La frattura generazionale cantata da Lowlow, è quella di Pin, che non ha amici della sua età. Pin interpreta quanto accade intorno a lui in modo fiabesco e anche i comportamenti degli adulti sono tradotti secondo le categorie logiche di un bambino. Calvino ne evidenzia le emozioni e le alterazioni proprie di chi vive in un contesto socio culturale disumano.
Come Niko, protagonista della canzone, Pin possiede una pistola, come lui inveisce contro le donne, simbolicamente identificate nella figura della sorella che si prostituisce intrattenendosi con tedeschi e fascisti. Come lui, inoltre, canta, prima nelle osterie dei carruggi, poi tra i partigiani che gli chiedono canzoni piene di sangue, di galere, di delitti. Pin ha fretta di crescere perché il suo timore è di morire durante la guerra; la morte è presenza costante del romanzo, è richiamata sia esplicitamente nel testo di Lowlow attraverso l’impossibilità di indossare una cravatta o baciare una donna, ma anche attraverso la citazione del riferimento letterario: Spoon River.
L’autore, Edgar Lee Master, fu scrittore americano nato in provincia, in un piccolo villaggio, a Petersburg, poi trasferitosi a Lewistown, sulle sponde del fiume Spoon. La sua antologia e la nuova poesia americana dei primi del 900 nascono da un po’ di gossip dell’agricola Lewinstown e dalla passione per i poeti greci. L’antologia, composta da più di duecento epitaffi, dissacra tutto ciò che è ritenuto privato e inviolabile in un piccolo villaggio sperduto. Masters appartiene a quella generazione di poeti cosiddetti realisti che, dopo il periodo romantico, stanchi di versi d’amore e sofferenza immaginaria, erano bisognosi di verità.

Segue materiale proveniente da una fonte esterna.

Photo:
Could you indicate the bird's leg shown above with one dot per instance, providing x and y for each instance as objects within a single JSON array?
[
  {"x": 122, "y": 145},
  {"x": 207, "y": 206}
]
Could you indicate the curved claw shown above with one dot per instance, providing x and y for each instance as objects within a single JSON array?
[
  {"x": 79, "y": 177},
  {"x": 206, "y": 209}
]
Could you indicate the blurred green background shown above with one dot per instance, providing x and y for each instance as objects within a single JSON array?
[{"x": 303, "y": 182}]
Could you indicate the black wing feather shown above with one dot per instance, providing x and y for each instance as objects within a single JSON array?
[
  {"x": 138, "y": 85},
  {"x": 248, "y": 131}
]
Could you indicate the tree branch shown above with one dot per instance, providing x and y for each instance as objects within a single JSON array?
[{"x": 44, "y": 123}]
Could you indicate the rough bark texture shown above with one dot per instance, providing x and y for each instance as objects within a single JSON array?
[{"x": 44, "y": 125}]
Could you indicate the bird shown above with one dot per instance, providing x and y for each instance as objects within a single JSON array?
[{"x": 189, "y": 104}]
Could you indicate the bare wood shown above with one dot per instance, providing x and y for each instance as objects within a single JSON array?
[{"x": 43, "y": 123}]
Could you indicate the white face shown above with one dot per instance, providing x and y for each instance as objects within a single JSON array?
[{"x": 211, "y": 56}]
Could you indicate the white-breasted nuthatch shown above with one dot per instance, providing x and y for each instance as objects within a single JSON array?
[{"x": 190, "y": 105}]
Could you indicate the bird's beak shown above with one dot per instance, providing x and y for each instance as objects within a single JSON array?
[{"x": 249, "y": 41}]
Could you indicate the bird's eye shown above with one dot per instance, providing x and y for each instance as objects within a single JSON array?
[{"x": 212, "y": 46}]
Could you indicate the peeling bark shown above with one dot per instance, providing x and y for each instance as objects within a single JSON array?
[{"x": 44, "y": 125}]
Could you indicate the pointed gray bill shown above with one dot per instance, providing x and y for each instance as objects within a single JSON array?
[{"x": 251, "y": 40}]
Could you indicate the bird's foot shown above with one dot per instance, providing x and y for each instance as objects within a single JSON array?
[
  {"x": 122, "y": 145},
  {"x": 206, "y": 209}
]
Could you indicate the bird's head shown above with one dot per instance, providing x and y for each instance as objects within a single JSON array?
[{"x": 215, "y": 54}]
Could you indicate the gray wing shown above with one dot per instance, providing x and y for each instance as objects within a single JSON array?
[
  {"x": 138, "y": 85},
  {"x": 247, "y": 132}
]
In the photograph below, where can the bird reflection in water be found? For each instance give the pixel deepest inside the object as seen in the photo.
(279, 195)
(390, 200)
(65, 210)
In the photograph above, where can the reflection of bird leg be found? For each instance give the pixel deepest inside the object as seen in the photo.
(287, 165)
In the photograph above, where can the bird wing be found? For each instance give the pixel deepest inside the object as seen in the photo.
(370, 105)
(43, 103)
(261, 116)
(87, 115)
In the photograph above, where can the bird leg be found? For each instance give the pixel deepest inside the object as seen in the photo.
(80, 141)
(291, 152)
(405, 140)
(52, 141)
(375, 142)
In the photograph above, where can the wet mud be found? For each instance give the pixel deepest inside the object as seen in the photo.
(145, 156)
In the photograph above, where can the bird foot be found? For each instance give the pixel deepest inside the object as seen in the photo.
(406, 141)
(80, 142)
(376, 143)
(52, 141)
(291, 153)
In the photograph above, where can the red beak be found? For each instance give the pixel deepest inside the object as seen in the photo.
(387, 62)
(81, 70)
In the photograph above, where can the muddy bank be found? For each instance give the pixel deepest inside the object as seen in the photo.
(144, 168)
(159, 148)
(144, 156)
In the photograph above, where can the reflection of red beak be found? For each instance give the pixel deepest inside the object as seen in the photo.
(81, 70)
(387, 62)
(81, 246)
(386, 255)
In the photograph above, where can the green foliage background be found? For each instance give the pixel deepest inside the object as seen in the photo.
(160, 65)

Già De Andrè con Non al denaro, non all’amore né al ciel realizza un concept album ispirandosi a alcune poesie tratte dall’Antologia di Spoon River di Edgar Lee Masters, antologia pubblicata nel 1915 , ma apparsa per la prima volta in Italia nel 1943. Lee Masters è lontano a livello di tempi e spazi dal cantautore genovese, ma il messaggio della sua opera è ancora valido decenni dopo. De Andrè legge Spoon River quando aveva diciotto anni e gli era piaciuto perché trovava in quei personaggi qualcosa di sé, e come lui attua una critica al sistema morale oppressivo e controproducente.
Appare evidente, quindi, come il legame forte che c’è tra letteratura e musica non è solo uno di tipo formale, non è solo superficiale, è un richiamo intimo, non di semplice traduzione, ma di forte contestualizzazione perché Lowlow, Calvino, De André compiono un’operazione simile: danno voce alla rabbia, all’emarginazione, alla periferia dell’animo umano, quella che cresce nell’ingiustizia, nella miseria, nel conflitto di classe, nell’indignazione.
In quest’operazione di scavo, di immersione nella mancanza è possibile riacquistare una dignità che dà spessore all’esistenza umana, ponendo radici alla propria identità, deragliandola dai binari dell’odio e della sopraffazione.